Unknown area adalah informasi yang orang lain dan juga kita tidak mengetahuinya. Sampai kita dapat pengalaman tentang sesuatu hal atau orang lain melihat sesuatu akan diri kita bagaimana kita bertingkah laku atau berperasaan. Misalnya ketika pertama kali seneng sama orang lain selain anggota keluarga kita.
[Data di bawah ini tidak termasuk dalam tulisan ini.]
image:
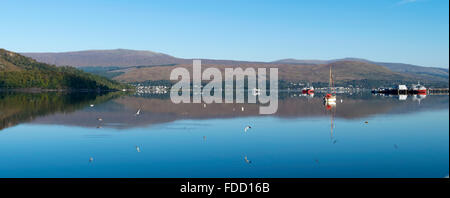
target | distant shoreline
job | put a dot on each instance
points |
(40, 90)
Kita tidak pernah bisa mengatakan perasaan “cinta”. Jendela ini akan mengecil sehubungan kita tumbuh dewasa, mulai mengembangkan diri atau belajar dari pengalaman.

habit 6 – synergize
Covey says this is the habit of creative co-operation – the principle that the whole is greater than the sum of its parts, which implicitly lays down the challenge to see the good and potential in the other person’s contribution.

habit 7 – sharpen the saw
This is the habit of self renewal, says Covey, and it necessarily surrounds all the other habits, enabling and encouraging them to happen and grow. Covey interprets the self into four parts: the spiritual, mental, physical and the social/emotional, which all need feeding and developing.

 

Nah, yang pengen saya garisbawahi adalah kebanyakan kita nih yang suka dikontrol oleh keadaan, kita yang dikontrol oleh lingkungan. Kalau ada yang kurang enak di hati nih, langsung ngaruh ke mood, emosi (heheh.. saya juga masih begitu, tapi lately saya belajar untuk ga gitu lagi kok.. 🙂   ).  Semoga tulisan ini dibaca oleh sahabat saya. Saya ga tahu masalah kamu apa, mungkin kamu sekarang ada di HIDDEN AREA. Ok, tapi tak apalah, saya coba pahami itu karena tidak semua hal saya boleh/perlu tahu kan? 🙂 . Jangan kelamaan BT-nya ya..  jadi gak asik tau ga?